Todo surgió con la filtración de una carta que la Junta de directores del Banco Gubernamental de Fomento (BGF), el brazo financiero del Gobierno de Puerto Rico, envió el lunes al gobernador y a los presidentes de ambas cámaras legislativas.

«Como agente fiscal y asesor financiero del Estado Libre Asociado de Puerto Rico es nuestro deber advertir que un cierre gubernamental es muy probable en los próximos tres meses», señala el BGF.

Añade que tras consultar al sector financiero, considera «remotas» las posibilidades de que el Gobierno pueda financiarse a través de una emisión de deuda, ante «las crecientes incertidumbres sobre las iniciativas fiscales del Gobierno», en especial la reforma contributiva.

Esta reforma, que estaba pensada para dar un giro radical al sistema tributario de la isla -donde existe una gran evasión fiscal-, para cargar el peso en los impuestos al consumo a través de la implantación de un IVA del 16 %, y dejar de cargar sobre las rentas de los trabajadores.

La idea era ponerla en marcha al inicio del próximo ejercicio fiscal, que arrancará el 1 de julio, pero lleva ya varios meses atascada en el Legislativo, donde se han propuesto todo tipo de cambios que hacen temer que lo que se apruebe finalmente poco tenga que ver con el proyecto inicial.

Así, se habla de cambiar el Impuesto sobre el Valor Añadido (IVA) por una Contribución sobre Bienes y Servicios (CBS), aumentar notablemente el listado de transacciones y colectivos exentos del pago del nuevo impuesto y rebajar su porcentaje.

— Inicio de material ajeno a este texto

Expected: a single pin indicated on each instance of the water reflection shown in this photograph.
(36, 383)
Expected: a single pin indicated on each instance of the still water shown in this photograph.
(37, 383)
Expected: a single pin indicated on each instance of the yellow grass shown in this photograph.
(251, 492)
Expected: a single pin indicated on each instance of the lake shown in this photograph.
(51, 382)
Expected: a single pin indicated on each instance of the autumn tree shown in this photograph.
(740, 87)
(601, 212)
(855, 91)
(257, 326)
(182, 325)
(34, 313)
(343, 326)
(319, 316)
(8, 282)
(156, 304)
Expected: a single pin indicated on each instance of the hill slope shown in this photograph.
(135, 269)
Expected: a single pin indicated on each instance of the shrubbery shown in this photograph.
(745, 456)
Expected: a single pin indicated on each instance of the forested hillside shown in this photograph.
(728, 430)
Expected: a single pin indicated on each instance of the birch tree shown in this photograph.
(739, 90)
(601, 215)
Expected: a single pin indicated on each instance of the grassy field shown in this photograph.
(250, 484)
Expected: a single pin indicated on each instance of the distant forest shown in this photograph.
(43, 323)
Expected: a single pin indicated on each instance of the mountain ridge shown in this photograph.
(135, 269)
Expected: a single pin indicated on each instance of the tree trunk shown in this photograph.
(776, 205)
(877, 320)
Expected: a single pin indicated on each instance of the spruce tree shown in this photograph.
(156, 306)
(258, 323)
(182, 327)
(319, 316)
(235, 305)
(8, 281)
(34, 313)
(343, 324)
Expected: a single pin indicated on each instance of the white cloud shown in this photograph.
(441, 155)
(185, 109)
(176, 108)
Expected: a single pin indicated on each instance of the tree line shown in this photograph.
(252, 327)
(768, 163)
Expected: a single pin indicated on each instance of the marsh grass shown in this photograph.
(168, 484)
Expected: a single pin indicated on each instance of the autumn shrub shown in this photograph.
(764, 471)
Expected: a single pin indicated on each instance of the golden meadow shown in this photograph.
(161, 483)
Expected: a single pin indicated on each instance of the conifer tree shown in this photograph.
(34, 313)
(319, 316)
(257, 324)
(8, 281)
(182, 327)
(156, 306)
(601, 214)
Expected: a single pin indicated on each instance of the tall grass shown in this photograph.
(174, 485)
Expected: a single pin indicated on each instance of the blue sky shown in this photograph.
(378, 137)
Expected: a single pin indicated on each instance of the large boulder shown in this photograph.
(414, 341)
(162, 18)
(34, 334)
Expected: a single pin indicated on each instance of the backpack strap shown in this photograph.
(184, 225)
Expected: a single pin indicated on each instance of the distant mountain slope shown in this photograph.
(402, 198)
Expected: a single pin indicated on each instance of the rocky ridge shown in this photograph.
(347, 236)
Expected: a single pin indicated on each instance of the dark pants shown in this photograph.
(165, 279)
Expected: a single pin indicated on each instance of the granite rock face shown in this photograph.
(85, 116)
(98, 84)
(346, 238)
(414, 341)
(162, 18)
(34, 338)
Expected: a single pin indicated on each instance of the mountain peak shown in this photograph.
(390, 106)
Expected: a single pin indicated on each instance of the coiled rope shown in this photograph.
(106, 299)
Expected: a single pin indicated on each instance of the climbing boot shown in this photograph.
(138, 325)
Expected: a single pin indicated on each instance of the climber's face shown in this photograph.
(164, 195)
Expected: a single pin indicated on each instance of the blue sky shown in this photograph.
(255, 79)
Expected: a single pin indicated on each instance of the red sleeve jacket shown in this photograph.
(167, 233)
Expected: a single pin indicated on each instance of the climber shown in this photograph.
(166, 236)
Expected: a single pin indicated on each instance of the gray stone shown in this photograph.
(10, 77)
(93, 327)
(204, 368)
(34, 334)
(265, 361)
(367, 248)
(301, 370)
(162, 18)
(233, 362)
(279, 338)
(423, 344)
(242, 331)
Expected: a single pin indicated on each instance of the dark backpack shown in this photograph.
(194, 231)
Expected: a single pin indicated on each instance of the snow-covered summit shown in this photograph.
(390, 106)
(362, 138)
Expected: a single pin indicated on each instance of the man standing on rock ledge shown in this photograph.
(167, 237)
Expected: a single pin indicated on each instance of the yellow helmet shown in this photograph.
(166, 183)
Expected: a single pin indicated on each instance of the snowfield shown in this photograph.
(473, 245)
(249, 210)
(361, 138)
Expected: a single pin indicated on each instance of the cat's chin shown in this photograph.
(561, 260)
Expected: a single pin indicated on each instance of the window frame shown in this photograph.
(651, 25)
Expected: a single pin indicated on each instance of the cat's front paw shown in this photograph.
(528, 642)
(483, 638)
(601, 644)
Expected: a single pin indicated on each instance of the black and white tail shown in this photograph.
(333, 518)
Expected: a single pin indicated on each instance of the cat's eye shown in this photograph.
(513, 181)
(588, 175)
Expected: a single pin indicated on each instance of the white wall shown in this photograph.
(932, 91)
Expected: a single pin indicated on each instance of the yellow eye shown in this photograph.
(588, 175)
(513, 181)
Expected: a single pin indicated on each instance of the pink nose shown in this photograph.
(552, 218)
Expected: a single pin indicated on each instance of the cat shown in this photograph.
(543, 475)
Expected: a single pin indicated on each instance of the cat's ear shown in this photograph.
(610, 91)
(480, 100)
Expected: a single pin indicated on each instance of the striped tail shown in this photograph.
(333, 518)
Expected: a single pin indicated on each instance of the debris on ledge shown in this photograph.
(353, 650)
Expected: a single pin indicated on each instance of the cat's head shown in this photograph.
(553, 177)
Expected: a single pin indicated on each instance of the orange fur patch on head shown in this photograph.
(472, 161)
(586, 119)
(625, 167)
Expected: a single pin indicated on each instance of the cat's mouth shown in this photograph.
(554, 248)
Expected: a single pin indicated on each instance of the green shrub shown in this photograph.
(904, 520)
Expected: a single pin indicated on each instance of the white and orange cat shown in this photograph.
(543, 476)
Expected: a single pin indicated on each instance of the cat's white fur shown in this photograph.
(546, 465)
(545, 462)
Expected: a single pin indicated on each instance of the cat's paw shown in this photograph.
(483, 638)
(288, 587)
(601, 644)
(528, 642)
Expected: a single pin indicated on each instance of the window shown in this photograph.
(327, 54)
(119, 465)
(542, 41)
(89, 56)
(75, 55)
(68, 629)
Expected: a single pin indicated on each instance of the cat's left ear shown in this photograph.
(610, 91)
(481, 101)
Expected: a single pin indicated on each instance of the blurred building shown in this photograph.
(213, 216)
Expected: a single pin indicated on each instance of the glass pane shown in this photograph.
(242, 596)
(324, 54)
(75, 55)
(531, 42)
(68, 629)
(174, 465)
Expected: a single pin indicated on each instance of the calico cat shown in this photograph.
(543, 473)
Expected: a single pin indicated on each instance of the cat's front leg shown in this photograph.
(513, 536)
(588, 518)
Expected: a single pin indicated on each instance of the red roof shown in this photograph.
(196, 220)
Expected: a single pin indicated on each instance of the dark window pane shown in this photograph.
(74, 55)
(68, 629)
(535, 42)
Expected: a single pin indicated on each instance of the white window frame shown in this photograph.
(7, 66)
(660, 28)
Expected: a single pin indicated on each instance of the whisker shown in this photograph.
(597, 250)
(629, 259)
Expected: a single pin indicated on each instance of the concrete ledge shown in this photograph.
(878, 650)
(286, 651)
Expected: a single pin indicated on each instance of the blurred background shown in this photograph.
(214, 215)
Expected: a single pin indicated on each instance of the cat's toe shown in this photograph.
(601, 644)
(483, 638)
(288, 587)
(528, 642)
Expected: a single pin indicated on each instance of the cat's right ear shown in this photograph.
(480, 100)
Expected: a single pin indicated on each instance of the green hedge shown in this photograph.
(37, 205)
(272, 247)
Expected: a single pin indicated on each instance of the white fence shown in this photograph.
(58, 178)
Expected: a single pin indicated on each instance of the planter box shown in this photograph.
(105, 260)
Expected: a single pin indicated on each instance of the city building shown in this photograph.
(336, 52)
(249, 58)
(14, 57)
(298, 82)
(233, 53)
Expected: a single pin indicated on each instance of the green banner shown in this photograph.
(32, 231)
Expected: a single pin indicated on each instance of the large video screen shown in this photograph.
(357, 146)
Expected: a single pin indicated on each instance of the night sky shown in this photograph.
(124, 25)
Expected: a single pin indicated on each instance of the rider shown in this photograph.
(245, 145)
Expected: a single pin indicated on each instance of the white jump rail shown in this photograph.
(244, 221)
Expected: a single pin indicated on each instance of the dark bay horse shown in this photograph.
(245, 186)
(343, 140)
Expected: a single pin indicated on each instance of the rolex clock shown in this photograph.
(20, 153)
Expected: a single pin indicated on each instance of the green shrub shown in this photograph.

«Un cierre gubernamental tendría un impacto devastador sobre la economía del país, con recortes en nómina y en servicios públicos, con una recuperación dolorosa y de larga duración», destaca la carta del BGF, que ha sido recogida por medios estadounidenses, donde de seguro no ha ayudado a tranquilizar a los potenciales compradores de deuda.

Esa fue una de las principales observaciones de los legisladores que hoy se quejaron de lo que consideran un «chantaje», similar al emitido por el Gobierno a finales del año pasado cuando trató de presionar a los legisladores para aprobar una abrupta subida del impuesto sobre los carburantes.

Por entonces también se advirtió que podría ocurrir un cierre gubernamental que nunca llegó. La intención del Gobierno con ese impuesto, que se aprobó meses más tarde, era emitir deuda respaldada por esos ingresos.

Igualmente, el portavoz del partido gobernante en el Senado, Aníbal José Torres, también dijo hoy que no actúa por presión y aseguró el Ejecutivo también tiene culpa de la situación fiscal y la incertidumbre en los mercados.

«Creo que es un mecanismo de presión. Aquí no se trata de repartir culpas», dijo a la emisora NotiUno.